Experts are warning that the benefits of economic recovery and growth will only be fully realised if there is continued investment in skills. (http://www.ukces.org.uk/press-release/investment-in-right-skills-key-to-economic-recovery,-warn-experts) The first National Strategic Skills Audit, commissioned by the Government and published by the UK Commission for Employment and Skills (UKCES), claims that the last decade has seen unprecedented increases in the number of people with qualifications.
However, the report warns that if the economic recovery is to continue it is important that future skills development needs are correctly identified and prioritised. If this is not achieved then the country runs the risk of increased skills shortages and under-employment, it says.
It also finds that:
- The number of people reported as ‘not fully proficient’ at their jobs has increased by 400,000 from 1.3m in 2005 to 1.7m in 2009;
- Leadership and management skills and technical skills are in need of particular improvement;
- The UK’s growth in highly skilled jobs is one of the lowest in the OECD.
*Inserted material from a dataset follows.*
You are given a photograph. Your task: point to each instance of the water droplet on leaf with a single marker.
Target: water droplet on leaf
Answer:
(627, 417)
Comment: Having as many as 1.7m people in this country being ‘not fully proficient’ at their jobs is, perhaps, understandable to anyone with any degree of valid experience of the world of work. Yet it is a damning indictment of ‘UK plc’s’ training and development arrangements.
It is particularly worrying when this statistic is taken together with the fact that ‘Leadership and management skills … are in need of particular improvement’.
The UKCES is supposed to ‘provide vigorous and independent challenge, advising government at the highest levels across the UK on employment and skills strategy, targets, policies and progress towards challenging competitiveness goals’.
This report would suggest that those at the top of their industries and professions are deficient in leadership and management skills – and, frankly, are ‘not fully proficient’ at their jobs. The UKCES is to be congratulated on having the courage to point this out to those at the head of the political profession.
No doubt they, like everyone in any sector who has risen to the top, will consider themselves ‘special cases’ and immune from any criticism. After all, developing skills is always something that other people need to do.